Monday, November 6, 2017

Argh

While Sammy fought mightily to bring his box fort plans into existence, he got so frustrated and angry that I honestly wondered if he was going to turn green and quadruple in size.  Clearly frustration leads to rage in this kid.  I wasn't surprised to find myself carrying his frustration as my own each time he hit a setback.  My muscles would tense up , my temples would throb.  I wanted to help but really couldn't (both because he wanted to do it by himself and because there's a certain amount of doom coming in trying to make sturdy walls out of cardboard and duct tape).  I knew what he was going through because that's how I feel when I get frustrated over something I can't fix.  I don't don't go quite to Hulksmash, but I really get the impulse.
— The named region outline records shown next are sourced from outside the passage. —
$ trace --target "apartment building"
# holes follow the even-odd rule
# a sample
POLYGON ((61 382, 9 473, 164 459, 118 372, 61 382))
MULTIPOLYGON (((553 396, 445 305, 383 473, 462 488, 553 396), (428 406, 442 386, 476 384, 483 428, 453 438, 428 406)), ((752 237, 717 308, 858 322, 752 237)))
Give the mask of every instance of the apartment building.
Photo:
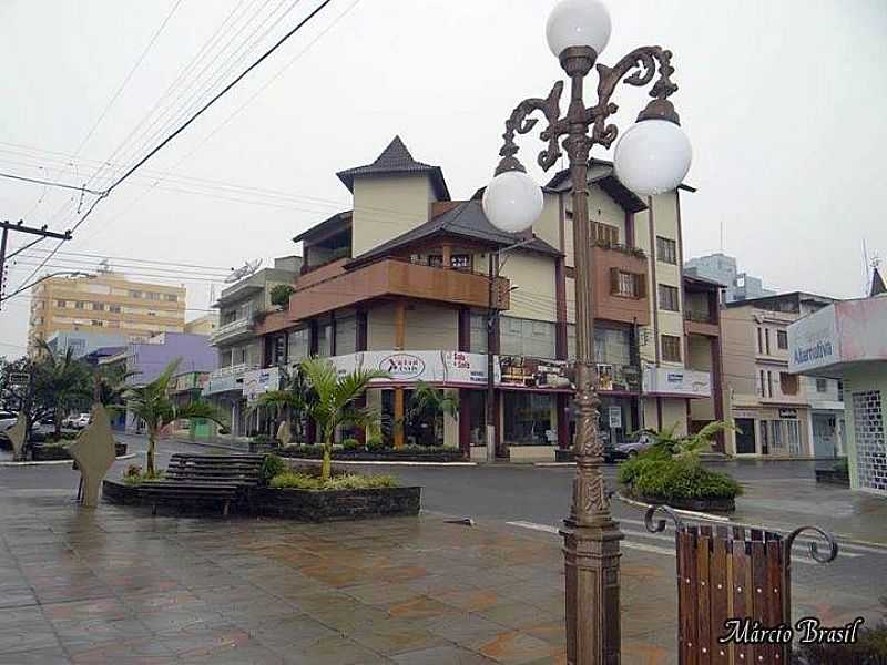
POLYGON ((847 396, 850 487, 887 497, 887 287, 877 268, 868 298, 843 300, 788 327, 791 371, 838 379, 847 396))
POLYGON ((222 291, 213 305, 218 309, 218 326, 210 335, 217 355, 216 369, 211 372, 203 397, 216 403, 231 418, 234 437, 246 436, 249 426, 244 379, 262 368, 262 340, 256 326, 268 313, 277 309, 272 303, 272 289, 292 285, 302 268, 302 257, 285 256, 274 260, 274 267, 247 275, 222 291))
POLYGON ((788 368, 788 326, 835 300, 793 291, 728 303, 722 313, 725 410, 740 456, 833 458, 844 454, 844 396, 836 379, 788 368))
POLYGON ((28 352, 55 332, 89 331, 144 341, 159 332, 182 332, 185 289, 134 282, 120 273, 94 277, 50 277, 31 291, 28 352))
POLYGON ((689 259, 684 264, 684 270, 689 275, 723 284, 725 303, 776 295, 776 291, 764 288, 761 277, 740 273, 736 259, 721 252, 689 259))
MULTIPOLYGON (((497 453, 553 458, 568 448, 575 347, 569 173, 543 188, 542 216, 522 235, 490 225, 482 192, 453 201, 441 168, 415 160, 399 137, 371 164, 337 175, 353 208, 294 238, 305 264, 288 309, 256 329, 263 365, 316 355, 344 371, 380 367, 391 378, 374 383, 367 399, 383 422, 402 421, 419 381, 451 390, 460 409, 445 419, 442 442, 468 453, 485 442, 490 352, 497 453)), ((602 436, 616 442, 673 423, 686 431, 690 401, 711 398, 711 372, 686 362, 679 192, 641 200, 604 162, 592 165, 589 183, 602 436)), ((388 436, 400 444, 420 434, 394 428, 388 436)))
I'm a fixer, for better or worse.  Better when I succeed and someone gets back something they thought was gone forever, or at least forever changed.  Worse when I'm expected to fix something and I can't or it can't be.  When I am the foregone conclusion.  I hate failing, especially when there are eyes on me.  I want to scream.  But I'm an adult, so I don't - I just internalize it and cause continuing damage to my bodily organs.

Sammy doesn't get upset over failing to fix; he gets upset over failure to realize his visions.  But it's pretty clear neither of us likes the feeling.  We are definitely mother and son. 

(This story brought to you by a black screen tablet that refuses to reboot and is driving me absolutely batty.)